O projeto “Pequi Bank“, banco digital que a GoiásFomento planeja lançar em Goiás, prevê movimentar R$ 16,7 bilhões por ano, atendendo prioritariamente beneficiários de programas sociais e servidores públicos do estado. A solução funcionará como um “super aplicativo” bancário, oferecendo conta e linhas de crédito.
Desde novembro, a GoiásFomento conduz a iniciativa. Lançou um edital de chamamento público para escolher uma instituição financeira privada para estruturar a plataforma. O plano de negócios estima que o banco digital pode alcançar mais de 660 mil usuários: 295 mil servidores públicos (estaduais e municipais), 177 mil cônjuges de servidores e 130 mil beneficiários de programas sociais do governo goiano.
O presidente da GoiásFomento, Rivael Aguiar Pereira, afirmou que a prioridade é o público goiano, mas os serviços poderão futuramente alcançar moradores de outros estados.
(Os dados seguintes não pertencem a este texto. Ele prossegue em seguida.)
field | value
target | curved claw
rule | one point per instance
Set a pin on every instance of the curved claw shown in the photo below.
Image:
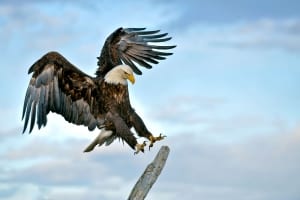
(154, 139)
(140, 147)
Entre os serviços previstos estão cartões pré-pagos e de crédito, recebimento e movimentação de benefícios sociais, além de empréstimos privado e consignado. Pereira lembrou que a GoiásFomento não oferece crédito privado diretamente; as instituições parceiras conectadas à plataforma farão essa oferta.
A GoiásFomento já possui licença do Banco Central, assim como a parceira selecionada, o Stark Bank, de São Paulo. O único pedido de autorização ao BC será para o uso da palavra “bank” no nome Pequi Bank. “Vamos pedir a utilização do nome no momento oportuno”, disse Pereira.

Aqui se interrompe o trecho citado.